[Bug]: Errors when another modular service is running on port 8000 #6

russfellows · 2025-02-20T21:30:30Z

Recipe Name

max-serve-openai-embeddings

Operating System

Linux

What happened?

In the examples, everything shows using a global environment. Your underlying pixi environment manager (aka magic) can handle multiple project directories. It would be good to show examples with custom pixi / magic environments, so that running services can be overridden and not all try to run on the same port 8000.

Relevant log output

(max-embeddings) rfellows@tag-965:~/Documents/Modular/max-recipes/max-serve-openai-embeddings$ magic run app
21:23:29 system | llm.1 started (pid=2584200)
21:23:29 system | main.1 started (pid=2584202)
21:23:29 llm.1  | Global environments as specified in '/home/rfellows/.modular/manifests/pixi-global.toml'
21:23:29 llm.1  | └── max-pipelines: 25.2.0.dev2025022005 (already installed)
21:23:29 llm.1  |     └─ exposes: max-serve, max-pipelines
21:23:30 main.1 | 2025-02-20 21:23:30,161 - __main__ - INFO - Waiting for server at http://0.0.0.0:8001/v1 to start (attempt 1/20)...
21:23:36 llm.1  | ✔ Environment max-pipelines was already up-to-date.
21:23:36 llm.1  | cat: .env: No such file or directory
21:23:38 llm.1  | /home/rfellows/.modular/envs/max-pipelines/lib/python3.12/site-packages/transformers/utils/hub.py:106: FutureWarning: Using `TRANSFORMERS_CACHE` is deprecated and will be removed in v5 of Transformers.
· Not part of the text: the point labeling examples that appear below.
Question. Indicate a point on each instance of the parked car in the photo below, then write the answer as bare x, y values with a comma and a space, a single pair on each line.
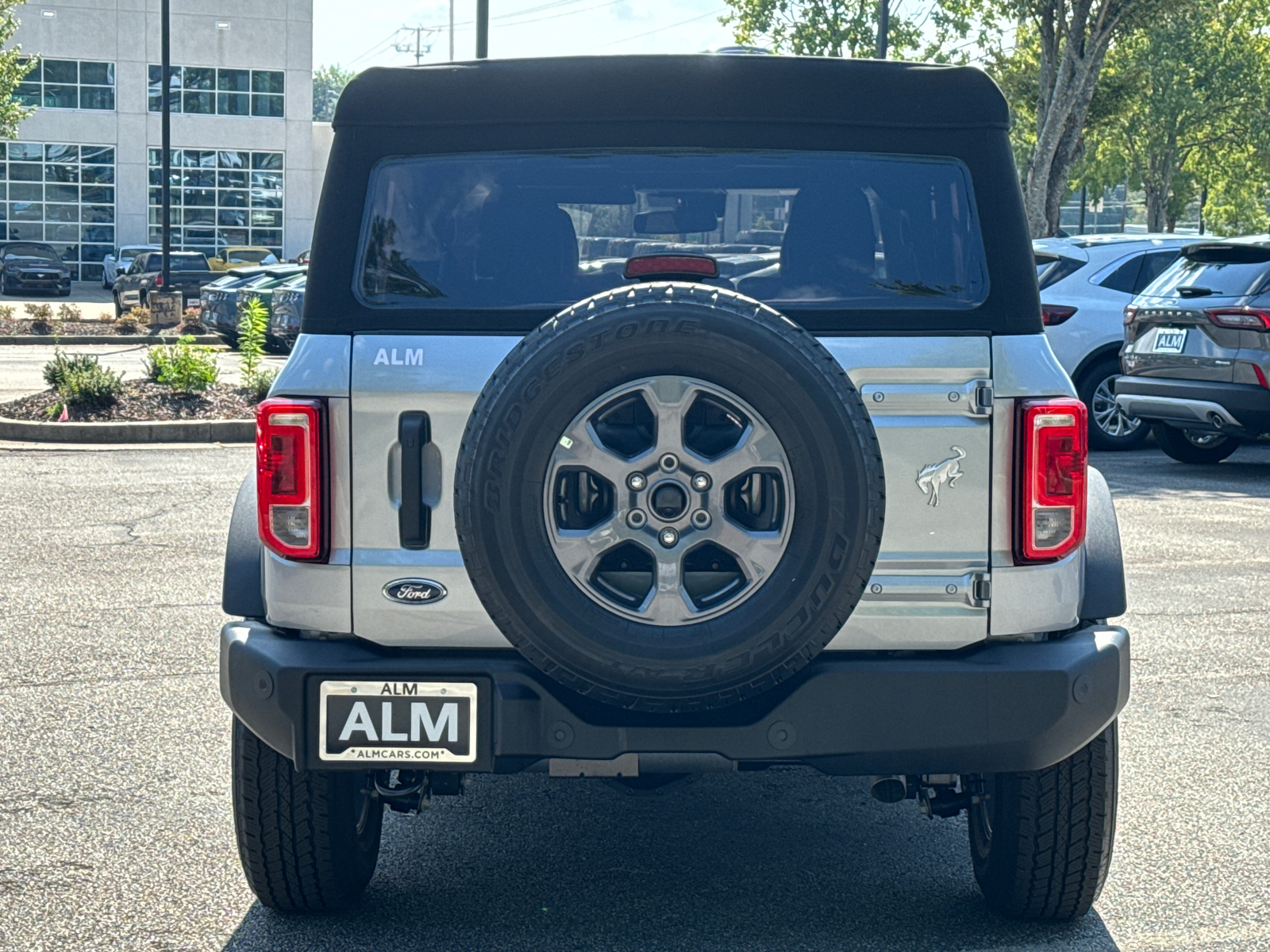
289, 302
121, 259
1197, 355
241, 257
512, 514
1085, 285
221, 301
188, 272
31, 266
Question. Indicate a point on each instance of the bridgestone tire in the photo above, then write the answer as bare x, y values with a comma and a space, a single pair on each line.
1041, 842
298, 831
728, 340
1176, 444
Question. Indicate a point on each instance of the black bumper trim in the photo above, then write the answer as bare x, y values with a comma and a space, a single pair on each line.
990, 708
1248, 403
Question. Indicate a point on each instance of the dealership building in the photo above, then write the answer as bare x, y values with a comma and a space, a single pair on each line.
248, 160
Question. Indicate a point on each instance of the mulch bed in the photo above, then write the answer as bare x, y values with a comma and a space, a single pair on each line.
144, 401
97, 329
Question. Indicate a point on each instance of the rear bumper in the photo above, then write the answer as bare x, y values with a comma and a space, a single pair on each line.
1199, 405
991, 708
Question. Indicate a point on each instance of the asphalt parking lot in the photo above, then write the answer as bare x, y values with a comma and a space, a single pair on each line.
114, 809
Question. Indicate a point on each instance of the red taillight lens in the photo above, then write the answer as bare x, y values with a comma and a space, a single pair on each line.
289, 486
672, 266
1053, 436
1240, 317
1052, 315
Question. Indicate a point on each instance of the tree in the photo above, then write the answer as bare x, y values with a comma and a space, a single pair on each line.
13, 67
329, 82
1198, 118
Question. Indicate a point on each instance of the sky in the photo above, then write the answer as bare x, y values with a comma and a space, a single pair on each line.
518, 29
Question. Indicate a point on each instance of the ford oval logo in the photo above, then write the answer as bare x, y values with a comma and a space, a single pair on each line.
414, 592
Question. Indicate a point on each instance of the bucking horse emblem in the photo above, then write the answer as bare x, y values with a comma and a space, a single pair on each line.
931, 479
Use `HF_HOME` instead.
21:23:38 llm.1  |   warnings.warn(
21:23:39 llm.1  | Traceback (most recent call last):
21:23:39 llm.1  |   File "/home/rfellows/.modular/envs/max-pipelines/bin/max-pipelines", line 6, in <module>
21:23:39 llm.1  |     from max.entrypoints.pipelines import main
21:23:39 llm.1  |   File "/home/rfellows/.modular/envs/max-pipelines/lib/python3.12/site-packages/max/entrypoints/__init__.py", line 17, in <module>
21:23:39 llm.1  |     from .llm import LLM
21:23:39 llm.1  |   File "/home/rfellows/.modular/envs/max-pipelines/lib/python3.12/site-packages/max/entrypoints/llm.py", line 34, in <module>
21:23:39 llm.1  |     from max.serve.pipelines.model_worker import start_model_worker
21:23:39 llm.1  |   File "/home/rfellows/.modular/envs/max-pipelines/lib/python3.12/site-packages/max/serve/pipelines/model_worker.py", line 9, in <module>
21:23:39 llm.1  |     configure_metrics(Settings())
21:23:39 llm.1  |                       ^^^^^^^^^^
21:23:39 llm.1  |   File "/home/rfellows/.modular/envs/max-pipelines/lib/python3.12/site-packages/pydantic_settings/main.py", line 171, in __init__
21:23:39 llm.1  |     super().__init__(
21:23:39 llm.1  |   File "/home/rfellows/.modular/envs/max-pipelines/lib/python3.12/site-packages/pydantic/main.py", line 214, in __init__
21:23:39 llm.1  |     validated_self = self.__pydantic_validator__.validate_python(data, self_instance=self)
21:23:39 llm.1  |                      ^^^^^^^^^^^^^^^^^^^^^^^^^^^^^^^^^^^^^^^^^^^^^^^^^^^^^^^^^^^^^^^^^^^^^
21:23:39 llm.1  | pydantic_core._pydantic_core.ValidationError: 1 validation error for Settings
21:23:39 llm.1  | port
21:23:39 llm.1  |   Value error, port 8000 is already in use [type=value_error, input_value=8000, input_type=int]
21:23:39 llm.1  |     For further information visit https://errors.pydantic.dev/2.10/v/value_error
21:23:40 llm.1  | Attempt 1 failed, retrying...
^C21:23:41 system | SIGINT received
21:23:41 system | sending SIGTERM to llm.1 (pid 2584200)
21:23:41 system | sending SIGTERM to main.1 (pid 2584202)
21:23:41 system | llm.1 stopped (rc=-15)
21:23:41 system | main.1 stopped (rc=-15)

Environment

Notice that I specifically stated to run on port 8001 in the "main.py" file, however; the underlying code still tries to run on port 8000.

Code of Conduct

I agree to follow this project's Code of Conduct

Update:

Note: The problem seems to arise in part because of the process trying to create yet another magic environment. Given that I had a project, and was already running the magic shell, I didn't need further invocation, which only created problems.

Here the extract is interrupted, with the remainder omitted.